The family stocked the trailer with basic food supplies. Photo sent to FRANCE 24 by our Observer.
"Daddy, how long are you going to be gone?"
Our plan is to FaceTime my husband every night or day and just act like he’s on an extended trip for the moment. Our children are 6, 5 and 3. They don’t fully grasp how life is about to change at the moment. I’m not sure any of us do. I try to be open and honest with them about the situation, without upsetting them. Right now, they know that there are a lot of really sick people in the world and Daddy has to go to the hospital for a while to help them. Yesterday, my 5-year-old asked my husband, "Daddy, how long are you going to be gone?" That made us both cry.
Duncan Smith told the FRANCE 24 Observers that healthcare workers around the world deserved to be acknowledged for their role in fighting the pandemic. "There are physicians all over the world that are already active in this fight," he said. "We are preparing right now, but there are countless other physicians who have already made this sacrifice who are nameless but deserve to be recognised."
At the time of writing, the state of Missouri had 13 confirmed cases of the novel coronavirus, and no deaths.
"My husband has been quarantined to the basement"
The FRANCE 24 Observers also spoke to Stefanie Iwashyna, who is married to Jack Iwashyna, an intensive care unit doctor at the Veterans’ Affairs hospital in Ann Arbor, Michigan. He is leading the critical care unit as well as an isolation and evaluation unit for COVID-19. He is quarantining himself in the basement of their house. Stefanie explained how they’ve reconfigured family life.
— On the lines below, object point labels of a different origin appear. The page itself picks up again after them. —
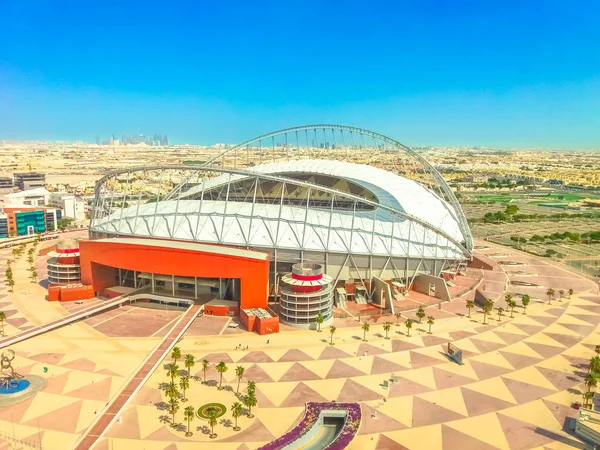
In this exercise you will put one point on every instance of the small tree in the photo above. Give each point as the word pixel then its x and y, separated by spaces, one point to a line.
pixel 408 325
pixel 212 421
pixel 205 365
pixel 236 411
pixel 398 317
pixel 249 402
pixel 175 354
pixel 387 327
pixel 221 368
pixel 470 306
pixel 173 371
pixel 239 372
pixel 525 300
pixel 188 414
pixel 366 327
pixel 173 408
pixel 189 362
pixel 430 322
pixel 500 311
pixel 420 313
pixel 184 384
pixel 319 320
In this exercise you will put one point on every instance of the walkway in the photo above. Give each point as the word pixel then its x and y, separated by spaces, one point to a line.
pixel 105 420
pixel 70 318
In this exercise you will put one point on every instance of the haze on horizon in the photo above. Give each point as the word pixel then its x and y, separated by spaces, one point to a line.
pixel 489 73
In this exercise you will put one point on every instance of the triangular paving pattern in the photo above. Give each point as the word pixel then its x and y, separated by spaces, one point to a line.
pixel 332 352
pixel 485 371
pixel 343 370
pixel 478 403
pixel 382 365
pixel 445 379
pixel 521 435
pixel 369 350
pixel 564 339
pixel 418 360
pixel 379 424
pixel 354 392
pixel 525 392
pixel 453 439
pixel 547 351
pixel 399 345
pixel 299 373
pixel 407 387
pixel 256 356
pixel 294 355
pixel 560 380
pixel 255 373
pixel 63 419
pixel 300 395
pixel 519 361
pixel 427 413
pixel 257 432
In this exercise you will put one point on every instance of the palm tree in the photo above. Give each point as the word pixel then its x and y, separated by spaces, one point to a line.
pixel 249 402
pixel 188 414
pixel 319 319
pixel 420 313
pixel 366 327
pixel 205 365
pixel 175 354
pixel 386 327
pixel 173 408
pixel 525 301
pixel 189 362
pixel 212 421
pixel 408 325
pixel 470 306
pixel 550 294
pixel 430 321
pixel 511 304
pixel 236 411
pixel 221 368
pixel 398 316
pixel 171 390
pixel 500 311
pixel 239 372
pixel 184 384
pixel 173 371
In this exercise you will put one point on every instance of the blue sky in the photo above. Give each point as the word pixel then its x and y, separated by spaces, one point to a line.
pixel 501 73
We’ve quarantined my husband to the basement, where I made up a bed of mattresses on the floor.
I made a caddy of all his necessities: vitamins, shampoo, soap, shaving supplies and fresh towels, and left it down there for when he returned from the first night from working with a COVID-19 patient, so that he wouldn’t have to enter the main part of the house.
Our Observer sent us this photo of some bathroom supplies that she packed for her husband, who had been dealing with COVID-19 patients.
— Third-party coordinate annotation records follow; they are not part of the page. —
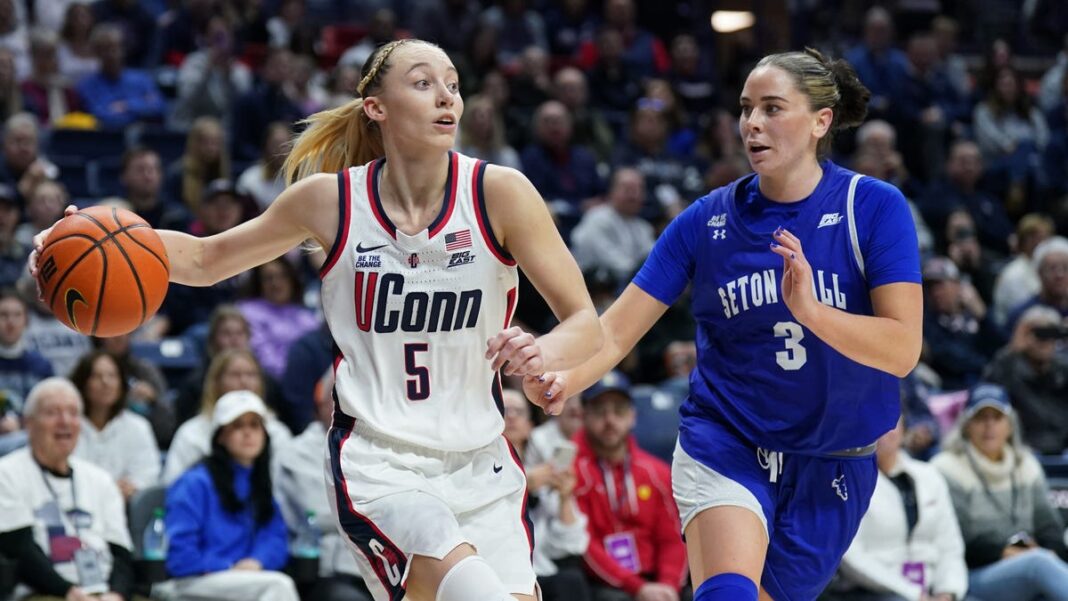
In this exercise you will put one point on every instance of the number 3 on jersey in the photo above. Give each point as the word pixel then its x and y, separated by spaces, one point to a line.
pixel 419 384
pixel 795 356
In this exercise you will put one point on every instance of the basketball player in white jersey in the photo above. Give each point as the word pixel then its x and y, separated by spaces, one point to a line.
pixel 423 246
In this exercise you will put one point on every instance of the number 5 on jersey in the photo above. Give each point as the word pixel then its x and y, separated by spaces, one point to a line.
pixel 795 356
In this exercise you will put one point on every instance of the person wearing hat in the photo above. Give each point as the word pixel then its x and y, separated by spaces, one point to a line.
pixel 12 252
pixel 228 538
pixel 626 493
pixel 1014 537
pixel 959 334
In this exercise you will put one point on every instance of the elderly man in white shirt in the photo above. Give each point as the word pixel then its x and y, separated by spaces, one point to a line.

The rest of us are staying out of there completely. Jack has two sets of scrubs, socks, and underwear. He puts the worn ones in a bag and leaves it at the top of the basement stairs, I launder them and return clean dry clothes for the next day to the top of the stairs.
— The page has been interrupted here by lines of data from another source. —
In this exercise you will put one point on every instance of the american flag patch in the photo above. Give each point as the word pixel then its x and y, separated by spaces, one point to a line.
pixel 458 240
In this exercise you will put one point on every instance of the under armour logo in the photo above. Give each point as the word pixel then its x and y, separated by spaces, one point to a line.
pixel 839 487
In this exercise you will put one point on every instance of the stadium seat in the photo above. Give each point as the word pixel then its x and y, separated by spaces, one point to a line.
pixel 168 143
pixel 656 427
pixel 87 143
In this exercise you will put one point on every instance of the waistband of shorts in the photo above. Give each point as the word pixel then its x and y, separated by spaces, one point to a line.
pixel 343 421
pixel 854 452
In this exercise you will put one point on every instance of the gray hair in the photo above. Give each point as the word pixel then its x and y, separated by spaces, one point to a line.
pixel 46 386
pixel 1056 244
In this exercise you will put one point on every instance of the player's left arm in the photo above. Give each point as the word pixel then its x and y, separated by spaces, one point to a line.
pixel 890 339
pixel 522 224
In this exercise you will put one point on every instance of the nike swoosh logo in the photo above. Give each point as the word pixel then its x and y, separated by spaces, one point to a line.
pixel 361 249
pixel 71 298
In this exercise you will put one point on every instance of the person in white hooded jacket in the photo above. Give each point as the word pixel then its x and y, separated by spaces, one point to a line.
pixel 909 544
Jack Iwashyna leaves his used doctors’ scrubs in this bag at the top of the stairs, which his wife washes and returns to him, also in a bag. They have decided not to touch at all for the unforeseeable future, while he is working with COVID-19 cases.
As a family, we are used to Jack being fully engrossed in work, because he typically does two-week blocks in the ICU [intensive care unit], in which he’s working all of his waking hours. So in some ways the big difference is just that we can’t physically touch him (no hugs or kisses) and we’re not interacting with him much at all except for a quick conversation from the top of the stairs or over text.
Right now at least, I’m feeling okay and able to handle everything I need to on the family front on my own. I’m lucky, in that my three children are older and independent. We are also lucky in that we have a separate space in our home that makes this possible.
I think part of why it doesn’t feel like too much of a burden is that I don’t expect it to go one for more than two weeks. If it turns out that he needs to do clinical work for longer – many weeks or even months, I don’t know if we could sustain this.
There are 65 confirmed cases in Michigan. Across the United States, there are over 7,000 confirmed cases, with the death toll recently topping 100.
Article by Catherine Bennett (cfbennett2).